Als 2005 Marc King die Sportschule verließ und übernahmen seine am Besten ausgebildeten Schüler Murat und der Inquisitor das Training. Das Wichtigste aber: unsere Schule bekam eine zweite Halle mit genügender Deckenhöhe, so dass für uns ein lang gehegter Wunsch in Erfüllung ging: ein eigener Ring! In Zukunft veranstalteten wir in eigenen Räumen und machten langsam aber sicher Wrestling in Kiel salonfähig. Dies äußert sich durch regelmäßige Berichterstattung der lokalen Presse, bis hin zu Reportagen des NDR und Sat1.

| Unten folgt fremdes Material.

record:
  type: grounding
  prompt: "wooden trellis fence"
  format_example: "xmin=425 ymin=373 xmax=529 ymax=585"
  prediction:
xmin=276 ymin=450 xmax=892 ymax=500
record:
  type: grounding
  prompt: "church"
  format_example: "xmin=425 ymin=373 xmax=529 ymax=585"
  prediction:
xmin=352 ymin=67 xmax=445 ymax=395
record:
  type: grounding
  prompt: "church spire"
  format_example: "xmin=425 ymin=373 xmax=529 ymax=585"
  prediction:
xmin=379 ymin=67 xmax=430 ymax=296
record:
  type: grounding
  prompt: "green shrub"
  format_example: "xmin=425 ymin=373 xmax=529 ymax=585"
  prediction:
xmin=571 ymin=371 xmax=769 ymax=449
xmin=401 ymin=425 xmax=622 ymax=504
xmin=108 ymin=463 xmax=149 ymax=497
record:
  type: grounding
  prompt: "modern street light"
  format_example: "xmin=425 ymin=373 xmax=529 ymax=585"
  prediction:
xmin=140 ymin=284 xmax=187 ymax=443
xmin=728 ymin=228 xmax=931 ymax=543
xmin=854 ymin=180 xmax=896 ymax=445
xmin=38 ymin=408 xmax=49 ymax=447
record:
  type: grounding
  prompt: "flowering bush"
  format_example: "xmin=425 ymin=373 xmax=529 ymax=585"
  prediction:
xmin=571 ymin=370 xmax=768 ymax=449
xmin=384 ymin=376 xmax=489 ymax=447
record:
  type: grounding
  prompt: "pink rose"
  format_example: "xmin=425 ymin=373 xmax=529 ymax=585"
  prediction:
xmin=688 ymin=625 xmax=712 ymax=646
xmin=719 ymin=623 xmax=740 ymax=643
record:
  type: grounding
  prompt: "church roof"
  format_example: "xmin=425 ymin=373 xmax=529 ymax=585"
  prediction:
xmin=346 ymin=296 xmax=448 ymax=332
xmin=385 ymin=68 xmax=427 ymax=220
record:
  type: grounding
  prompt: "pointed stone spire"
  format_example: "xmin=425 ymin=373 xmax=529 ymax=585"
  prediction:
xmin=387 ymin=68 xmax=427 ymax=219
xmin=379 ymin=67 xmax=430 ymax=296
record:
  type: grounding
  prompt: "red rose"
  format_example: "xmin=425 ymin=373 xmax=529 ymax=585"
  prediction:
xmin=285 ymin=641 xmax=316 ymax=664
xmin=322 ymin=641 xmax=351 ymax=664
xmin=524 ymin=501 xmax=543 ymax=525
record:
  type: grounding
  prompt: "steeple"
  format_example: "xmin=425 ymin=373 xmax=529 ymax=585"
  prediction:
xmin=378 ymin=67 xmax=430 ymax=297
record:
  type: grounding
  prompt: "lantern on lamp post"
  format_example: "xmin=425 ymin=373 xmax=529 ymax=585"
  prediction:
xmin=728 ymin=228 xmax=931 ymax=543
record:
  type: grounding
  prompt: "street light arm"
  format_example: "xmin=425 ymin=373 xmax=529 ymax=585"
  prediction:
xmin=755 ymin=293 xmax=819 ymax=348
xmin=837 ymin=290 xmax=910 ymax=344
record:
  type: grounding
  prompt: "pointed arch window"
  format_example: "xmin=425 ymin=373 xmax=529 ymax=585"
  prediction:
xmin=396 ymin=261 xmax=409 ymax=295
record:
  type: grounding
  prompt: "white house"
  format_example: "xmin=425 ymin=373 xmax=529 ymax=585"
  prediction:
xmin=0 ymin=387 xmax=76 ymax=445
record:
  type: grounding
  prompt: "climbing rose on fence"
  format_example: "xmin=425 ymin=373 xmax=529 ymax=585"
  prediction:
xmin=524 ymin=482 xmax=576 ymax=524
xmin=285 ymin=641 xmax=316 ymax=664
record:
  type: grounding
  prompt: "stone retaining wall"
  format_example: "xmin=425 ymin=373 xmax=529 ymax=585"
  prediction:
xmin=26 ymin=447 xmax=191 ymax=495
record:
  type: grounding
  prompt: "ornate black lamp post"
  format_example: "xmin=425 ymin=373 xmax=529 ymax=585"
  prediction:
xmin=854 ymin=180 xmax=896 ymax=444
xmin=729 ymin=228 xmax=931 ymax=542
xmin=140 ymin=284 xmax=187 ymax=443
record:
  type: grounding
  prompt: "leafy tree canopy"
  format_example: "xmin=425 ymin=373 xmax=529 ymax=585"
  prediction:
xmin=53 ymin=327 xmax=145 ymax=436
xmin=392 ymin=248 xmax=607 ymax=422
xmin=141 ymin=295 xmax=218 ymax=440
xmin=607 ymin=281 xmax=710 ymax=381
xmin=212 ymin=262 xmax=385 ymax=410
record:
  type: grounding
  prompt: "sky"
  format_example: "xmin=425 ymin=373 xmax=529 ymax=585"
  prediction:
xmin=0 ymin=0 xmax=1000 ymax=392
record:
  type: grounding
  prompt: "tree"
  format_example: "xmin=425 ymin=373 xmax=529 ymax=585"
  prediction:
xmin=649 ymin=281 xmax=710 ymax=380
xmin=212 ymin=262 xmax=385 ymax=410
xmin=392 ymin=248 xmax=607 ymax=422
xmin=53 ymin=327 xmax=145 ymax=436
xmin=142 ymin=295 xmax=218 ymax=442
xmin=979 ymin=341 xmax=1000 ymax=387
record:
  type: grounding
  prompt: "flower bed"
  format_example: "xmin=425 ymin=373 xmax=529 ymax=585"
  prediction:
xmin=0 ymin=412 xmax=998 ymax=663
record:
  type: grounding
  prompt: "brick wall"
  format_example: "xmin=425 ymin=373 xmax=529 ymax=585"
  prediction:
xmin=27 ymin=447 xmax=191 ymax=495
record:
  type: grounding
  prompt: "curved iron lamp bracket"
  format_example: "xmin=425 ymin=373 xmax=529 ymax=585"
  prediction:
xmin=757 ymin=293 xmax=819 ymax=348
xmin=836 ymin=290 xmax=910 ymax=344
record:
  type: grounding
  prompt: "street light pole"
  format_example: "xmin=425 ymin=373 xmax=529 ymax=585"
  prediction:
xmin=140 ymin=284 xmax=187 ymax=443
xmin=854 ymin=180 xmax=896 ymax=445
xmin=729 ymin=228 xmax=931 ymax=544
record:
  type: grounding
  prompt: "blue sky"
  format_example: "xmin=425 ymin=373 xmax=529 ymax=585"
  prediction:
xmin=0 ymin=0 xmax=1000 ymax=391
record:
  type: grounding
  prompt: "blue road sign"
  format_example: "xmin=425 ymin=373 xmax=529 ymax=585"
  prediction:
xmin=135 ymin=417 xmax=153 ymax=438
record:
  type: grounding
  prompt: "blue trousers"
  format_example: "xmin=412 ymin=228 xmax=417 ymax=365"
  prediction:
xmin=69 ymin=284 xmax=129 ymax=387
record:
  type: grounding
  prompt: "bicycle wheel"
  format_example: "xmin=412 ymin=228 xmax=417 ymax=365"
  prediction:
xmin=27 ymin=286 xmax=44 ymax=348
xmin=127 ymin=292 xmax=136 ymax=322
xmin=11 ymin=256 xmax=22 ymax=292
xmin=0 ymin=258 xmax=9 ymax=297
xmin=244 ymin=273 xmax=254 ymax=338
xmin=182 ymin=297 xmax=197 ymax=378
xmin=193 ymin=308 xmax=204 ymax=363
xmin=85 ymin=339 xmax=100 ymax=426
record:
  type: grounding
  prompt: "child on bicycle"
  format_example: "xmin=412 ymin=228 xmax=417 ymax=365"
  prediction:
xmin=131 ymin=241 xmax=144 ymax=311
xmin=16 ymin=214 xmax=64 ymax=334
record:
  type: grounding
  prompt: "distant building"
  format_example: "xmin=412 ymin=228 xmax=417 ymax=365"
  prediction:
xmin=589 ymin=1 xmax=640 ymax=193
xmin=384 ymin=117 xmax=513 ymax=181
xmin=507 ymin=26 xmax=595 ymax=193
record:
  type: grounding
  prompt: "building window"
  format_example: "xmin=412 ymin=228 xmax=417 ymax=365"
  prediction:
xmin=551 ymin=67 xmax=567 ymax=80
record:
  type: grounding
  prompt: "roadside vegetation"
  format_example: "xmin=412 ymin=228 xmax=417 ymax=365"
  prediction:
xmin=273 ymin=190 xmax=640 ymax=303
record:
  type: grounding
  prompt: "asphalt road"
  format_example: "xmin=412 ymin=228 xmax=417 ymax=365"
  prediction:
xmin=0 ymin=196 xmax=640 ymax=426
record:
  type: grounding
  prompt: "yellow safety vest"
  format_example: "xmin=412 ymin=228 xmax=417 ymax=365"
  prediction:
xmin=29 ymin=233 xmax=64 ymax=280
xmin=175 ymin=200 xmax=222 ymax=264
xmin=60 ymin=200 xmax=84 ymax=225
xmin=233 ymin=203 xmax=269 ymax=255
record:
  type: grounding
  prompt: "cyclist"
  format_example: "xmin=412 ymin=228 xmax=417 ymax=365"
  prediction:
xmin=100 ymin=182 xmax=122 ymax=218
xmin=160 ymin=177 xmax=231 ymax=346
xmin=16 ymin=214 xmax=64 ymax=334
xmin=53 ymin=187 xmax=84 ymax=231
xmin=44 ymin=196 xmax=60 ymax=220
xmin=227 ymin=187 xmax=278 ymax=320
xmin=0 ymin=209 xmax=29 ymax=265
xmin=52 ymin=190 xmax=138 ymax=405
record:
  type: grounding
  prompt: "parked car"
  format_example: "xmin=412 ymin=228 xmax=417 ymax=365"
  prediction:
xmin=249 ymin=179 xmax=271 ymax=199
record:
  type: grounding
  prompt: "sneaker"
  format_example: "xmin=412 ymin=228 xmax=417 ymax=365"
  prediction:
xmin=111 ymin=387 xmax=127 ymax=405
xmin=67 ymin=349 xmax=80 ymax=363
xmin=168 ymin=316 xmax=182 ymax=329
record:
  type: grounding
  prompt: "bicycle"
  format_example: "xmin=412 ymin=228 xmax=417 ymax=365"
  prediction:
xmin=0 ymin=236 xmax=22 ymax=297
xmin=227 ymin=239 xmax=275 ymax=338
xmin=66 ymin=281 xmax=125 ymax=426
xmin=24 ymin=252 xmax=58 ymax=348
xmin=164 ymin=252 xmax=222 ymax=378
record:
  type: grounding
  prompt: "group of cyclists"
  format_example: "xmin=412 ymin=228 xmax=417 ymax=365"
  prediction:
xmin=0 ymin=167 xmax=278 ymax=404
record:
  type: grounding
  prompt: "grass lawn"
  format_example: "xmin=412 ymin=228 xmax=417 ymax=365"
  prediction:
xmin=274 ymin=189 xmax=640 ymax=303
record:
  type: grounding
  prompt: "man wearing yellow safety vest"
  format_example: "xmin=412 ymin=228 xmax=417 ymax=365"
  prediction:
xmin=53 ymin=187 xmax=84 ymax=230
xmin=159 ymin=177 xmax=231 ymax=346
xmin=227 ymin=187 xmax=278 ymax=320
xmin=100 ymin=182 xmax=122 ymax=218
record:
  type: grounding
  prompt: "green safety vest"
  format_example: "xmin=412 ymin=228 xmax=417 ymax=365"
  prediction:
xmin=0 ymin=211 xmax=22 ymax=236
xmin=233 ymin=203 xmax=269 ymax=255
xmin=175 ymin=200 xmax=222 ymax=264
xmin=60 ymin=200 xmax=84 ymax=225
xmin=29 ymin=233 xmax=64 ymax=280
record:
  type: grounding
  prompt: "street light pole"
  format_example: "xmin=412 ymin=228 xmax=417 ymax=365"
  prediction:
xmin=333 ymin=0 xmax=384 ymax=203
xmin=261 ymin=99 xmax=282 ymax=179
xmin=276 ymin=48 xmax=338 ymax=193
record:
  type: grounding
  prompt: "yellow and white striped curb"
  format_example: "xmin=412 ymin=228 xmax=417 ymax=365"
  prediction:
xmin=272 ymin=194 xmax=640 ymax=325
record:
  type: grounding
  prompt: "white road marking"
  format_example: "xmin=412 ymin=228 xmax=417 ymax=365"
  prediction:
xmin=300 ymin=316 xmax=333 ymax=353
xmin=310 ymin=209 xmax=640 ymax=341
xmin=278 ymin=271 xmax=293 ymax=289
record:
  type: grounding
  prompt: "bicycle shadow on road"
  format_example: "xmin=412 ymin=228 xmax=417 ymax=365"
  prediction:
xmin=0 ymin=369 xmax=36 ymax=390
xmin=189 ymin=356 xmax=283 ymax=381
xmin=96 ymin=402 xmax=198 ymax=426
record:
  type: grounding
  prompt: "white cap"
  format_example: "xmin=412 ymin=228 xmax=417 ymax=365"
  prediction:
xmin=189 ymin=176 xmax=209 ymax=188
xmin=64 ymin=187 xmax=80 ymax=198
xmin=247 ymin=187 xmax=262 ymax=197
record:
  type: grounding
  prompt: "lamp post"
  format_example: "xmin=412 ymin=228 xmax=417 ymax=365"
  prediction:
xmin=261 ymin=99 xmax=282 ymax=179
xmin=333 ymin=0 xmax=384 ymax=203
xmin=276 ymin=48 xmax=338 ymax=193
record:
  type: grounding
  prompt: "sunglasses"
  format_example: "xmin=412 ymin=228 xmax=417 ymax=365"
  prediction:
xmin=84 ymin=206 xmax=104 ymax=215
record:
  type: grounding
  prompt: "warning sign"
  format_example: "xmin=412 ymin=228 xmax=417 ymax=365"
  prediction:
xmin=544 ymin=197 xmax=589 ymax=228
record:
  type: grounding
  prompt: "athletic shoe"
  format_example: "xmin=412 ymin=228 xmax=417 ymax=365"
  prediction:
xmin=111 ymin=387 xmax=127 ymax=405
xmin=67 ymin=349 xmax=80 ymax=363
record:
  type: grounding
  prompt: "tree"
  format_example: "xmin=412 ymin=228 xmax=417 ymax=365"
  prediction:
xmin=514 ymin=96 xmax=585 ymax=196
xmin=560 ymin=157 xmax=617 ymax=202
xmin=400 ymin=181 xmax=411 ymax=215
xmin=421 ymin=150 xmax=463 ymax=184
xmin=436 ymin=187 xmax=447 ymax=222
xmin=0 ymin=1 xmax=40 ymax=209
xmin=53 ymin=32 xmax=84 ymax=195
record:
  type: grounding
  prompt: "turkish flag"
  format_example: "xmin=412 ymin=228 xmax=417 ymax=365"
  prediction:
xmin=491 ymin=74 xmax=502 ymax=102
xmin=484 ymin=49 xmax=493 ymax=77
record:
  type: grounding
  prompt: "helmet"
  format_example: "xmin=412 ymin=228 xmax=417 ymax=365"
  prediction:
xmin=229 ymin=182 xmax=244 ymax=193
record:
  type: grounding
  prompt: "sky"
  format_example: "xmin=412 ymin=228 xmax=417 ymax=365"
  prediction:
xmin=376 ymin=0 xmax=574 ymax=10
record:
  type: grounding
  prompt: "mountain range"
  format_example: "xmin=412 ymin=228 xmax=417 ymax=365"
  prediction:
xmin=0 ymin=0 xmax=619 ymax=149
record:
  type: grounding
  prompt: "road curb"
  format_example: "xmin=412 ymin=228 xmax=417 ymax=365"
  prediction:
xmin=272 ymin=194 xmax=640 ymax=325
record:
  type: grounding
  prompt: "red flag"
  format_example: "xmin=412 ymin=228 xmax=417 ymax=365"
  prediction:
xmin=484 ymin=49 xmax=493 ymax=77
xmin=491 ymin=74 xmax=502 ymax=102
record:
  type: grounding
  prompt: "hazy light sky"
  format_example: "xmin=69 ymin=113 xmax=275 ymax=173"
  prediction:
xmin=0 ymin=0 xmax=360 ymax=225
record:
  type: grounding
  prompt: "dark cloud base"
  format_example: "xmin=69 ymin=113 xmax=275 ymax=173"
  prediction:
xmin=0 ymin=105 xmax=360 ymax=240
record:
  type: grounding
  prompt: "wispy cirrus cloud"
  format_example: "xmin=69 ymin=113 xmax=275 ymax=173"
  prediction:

Momentan ist unser vorrangiges Ziel junge Menschen zu begeistern und somit das Fortbestehen des wohl unterhaltsamsten Kampfsports der Welt zu sichern.
Die Tatsache, dass jede Veranstaltung im Hause Yawara ausnahmslos ausverkauft ist, spricht für unsere Qualität und lässt uns optimistisch in die Zukunft blicken.
Abschließend gebührt unserem großartigen Publikum ein riesiges Dankeschön, das mit ihrer Begeisterung und Treue zu unvergesslichen Momente im Ring beigetragen hat.